Sebaliknya, latensi untuk operasi sequential write mengalami peningkatan. Latensi penulisan 64K naik sebesar 39,85%. Meski demikian, peningkatan ini dapat diminimalkan dengan penggunaan block size 128K, di mana latensi hanya meningkat 12,43%, jauh lebih terkendali.

Efisiensi Penggunaan CPU
Salah satu dampak penting yang ditonjolkan adalah pengurangan pemakaian CPU saat terjadi operasi baca tulis berurutan. Pemakaian CPU untuk sequential read 64K menurun dari 44,89% ke 37,11%, sedangkan pada 128K bahkan turun sampai 12%. Pada tulis berurutan, CPU usage berkurang hingga sekitar 12%, yang berarti prosesor memiliki ruang lebih luas untuk menjalankan tugas lain.

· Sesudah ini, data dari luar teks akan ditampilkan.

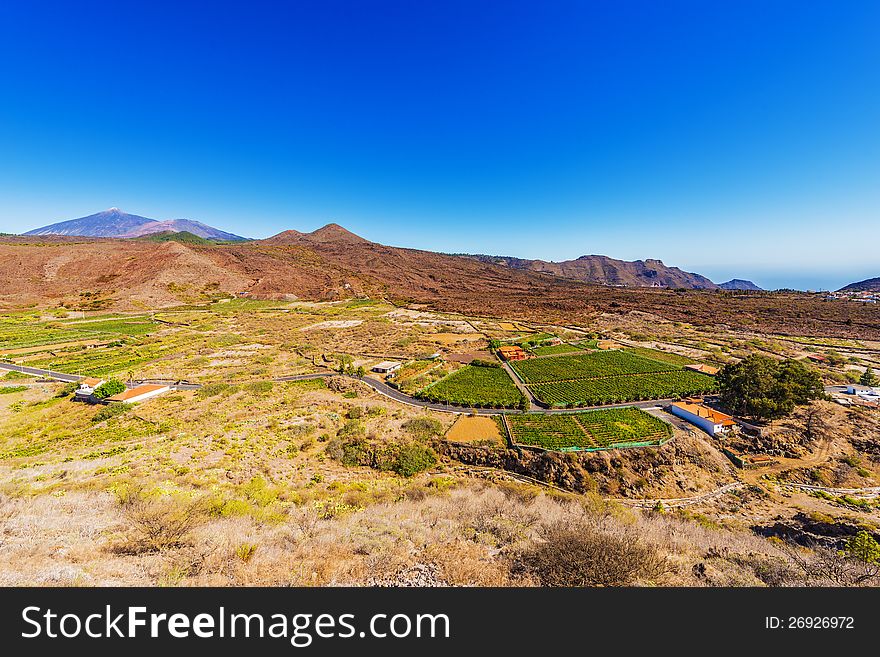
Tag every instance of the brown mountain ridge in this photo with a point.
(332, 263)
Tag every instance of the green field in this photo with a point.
(23, 332)
(480, 387)
(620, 389)
(587, 366)
(664, 356)
(603, 429)
(556, 349)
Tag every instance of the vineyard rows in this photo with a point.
(479, 387)
(620, 389)
(587, 366)
(602, 429)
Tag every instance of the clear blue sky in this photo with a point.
(732, 138)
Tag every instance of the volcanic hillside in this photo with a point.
(332, 263)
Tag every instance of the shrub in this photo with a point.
(67, 390)
(260, 387)
(109, 411)
(212, 389)
(424, 427)
(159, 523)
(109, 388)
(413, 458)
(246, 551)
(581, 556)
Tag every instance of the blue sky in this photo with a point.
(731, 138)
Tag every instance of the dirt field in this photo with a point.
(468, 429)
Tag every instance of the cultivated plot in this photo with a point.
(601, 429)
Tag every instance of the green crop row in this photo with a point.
(620, 389)
(587, 366)
(483, 387)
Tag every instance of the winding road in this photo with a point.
(653, 406)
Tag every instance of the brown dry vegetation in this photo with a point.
(472, 534)
(331, 266)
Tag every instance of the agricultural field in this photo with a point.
(551, 350)
(620, 389)
(477, 429)
(609, 377)
(602, 429)
(663, 356)
(479, 387)
(586, 366)
(20, 332)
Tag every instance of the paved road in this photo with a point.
(675, 502)
(73, 378)
(871, 492)
(69, 378)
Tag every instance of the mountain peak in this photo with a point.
(739, 284)
(113, 222)
(333, 232)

Efisiensi ini tak hanya mempercepat proses transfer data, tetapi berpotensi menekan konsumsi daya, sebuah keuntungan besar baik bagi pengguna rumahan maupun perusahaan yang mengandalkan efisiensi energi.

Detail Benchmark dan Konteks Pengujian
Pengujian dilakukan menggunakan konfigurasi tinggi dengan prosesor AMD EPYC 9754 128-core ganda, RAM DDR5 768GB, dan 16 unit SSD PCIe 4.0 Solidigm P5316 berkapasitas 30.72TB dalam mode JBOD. Benchmark menggunakan FIO pada Windows Server 2025 (build OS 26100.32370), sehingga hasilnya merepresentasikan kondisi optimal driver native ini.

Berikut rekap peningkatan performa penting menurut pengujian StorageReview:

  1. 4K Random Read: +64,89% (6,1 → 10,06 GiB/s)
  2. 64K Random Read: +22,71% (74,29 → 91,16 GiB/s)
  3. 128K Sequential Read: +6,65% (86,79 → 92,56 GiB/s)
  4. 64K Sequential Write: +12,13% (44,67 → 50,09 GiB/s)
  5. 4K Random Read Latency: -38,46% (0,169 ms → 0,104 ms)
  6. CPU Usage Sequential Read 128K: -12,00% (61,56% → 49,56%)
  7. CPU Usage Sequential Write 64K: -12,66% (70,44% → 57,78%)

Mengapa Microsoft Memilih Fitur Ini Sebagai Opt-In?
Walaupun driver native NVMe menawarkan banyak keunggulan, Microsoft tidak mengaktifkannya secara default. Hal ini disebabkan perlunya kompatibilitas yang luas dan dukungan dari vendor pihak ketiga terlebih dahulu. Oleh karena itu, pengguna harus mengaktifkannya melalui registry, menandakan bahwa driver ini masih dalam tahap adopsi awal oleh ekosistem Windows.

Masa Depan Storage pada Windows
Driver NVMe native ini merupakan solusi yang sudah lama ditunggu. Selama 15 tahun, pengguna Windows bergantung pada tumpukan penyimpanan lawas yang tidak lagi sejalan dengan teknologi SSD terkini. Dengan kehadiran SSD PCIe 5.0 yang semakin populer dan PCIe 6.0 yang akan hadir, kebutuhan akan driver modern ini menjadi sangat mendesak.

Dengan demikian, pengembangan dan adopsi luas driver NVMe native Microsoft dapat membuka era baru dalam performa storage Windows. Pengguna akan merasakan kecepatan yang lebih responsif, efisiensi CPU yang lebih baik, serta kesiapan sistem menghadapi kebutuhan penyimpanan generasi mendatang yang makin kompleks.